Wczoraj spotkał się z Lechem Kaczyńskim, a dziś czeka go wizyta u Władimira Putina - francuski prezydent Nicolas Sarkozy rezerwuje wiele czasu dla Europy Wschodniej. "Sueddeutsche Zeitung" uważa, że Polska zajmuje Francuza o wiele bardziej niż Rosja.
Zdaniem niemieckiego dziennika, Sarkozy zabiega o bliskie kontakty z Polską i innymi nowymi krajami Unii Europejskiej, natomiast Rosję traktuje z dystansem.
Z Rosją na dystans
Według gazetowego komentatora Gerda Kroencke, można nawet mówić o "nowej polityce wobec Wschodu" Sarkozy'ego, która istotnie różni się od polityki jego poprzednika Chiraca: - Podczas gdy ten ostatni opierał swoje wpływy w Unii Europejskiej na sprawdzonym sojuszu z Berlinem, to Sarkozy ogranicza się w swoich relacjach z Niemcami do oczywistych konieczności. Nowym, zaskakującym akcentem są starania o względy wschodnich Europejczyków.
Z pewnością, stosunki z Moskwą mają także dla Paryża istotne znaczenie, jednak Sarkozy - podobnie jak Angela Merkel - nie boi się poruszania tematów drażliwych Sueddeutsche Zeitung o SArkozym
Sarkozy nie pozwoli Rosji na "prężenie muskułów"

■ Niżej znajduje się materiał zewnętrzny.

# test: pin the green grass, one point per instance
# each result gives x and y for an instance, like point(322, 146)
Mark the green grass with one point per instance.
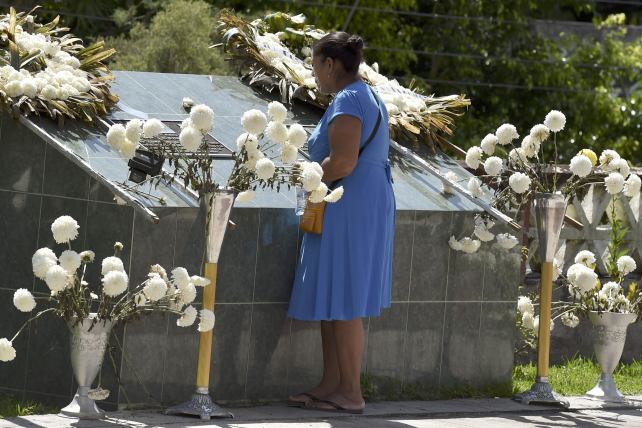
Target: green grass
point(10, 406)
point(577, 376)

- Z pewnością, stosunki z Moskwą mają także dla Paryża istotne znaczenie, jednak Sarkozy - podobnie jak Angela Merkel - nie boi się poruszania tematów drażliwych - zaznacza "Sueddeutsche Zeitung". Kroencke dodaje, że słowa Sarkozy'ego o "brutalności", z jaką Moskwa wykorzystuje wobec Ukrainy jej zależność od dostaw gazu, byłyby nie do pomyślenia za czasów Chiraca. Putin nie może już dłużej liczyć na to, że Sarkozy będzie bez słowa akceptował jego "prężenie muskułów" wobec Gruzji czy też polityki wobec Czeczenii.
Zdaniem "SZ", przyjęcie przez Sarkozy'ego bezpośrednio przed jego podróżą do Rosji premiera Czech Mirka Topolanka i prezydenta Polski Lecha Kaczyńskiego nie było przypadkiem. Z pewnością Sarkozy potwierdzi w Moskwie, że "Rosja jest głównym aktorem na międzynarodowym parkiecie" i że jest "niezastąpionym partnerem". Te słowa "nie brzmią jednak jak wyznanie serdecznej przyjaźni" - konkluduje niemiecki dziennik.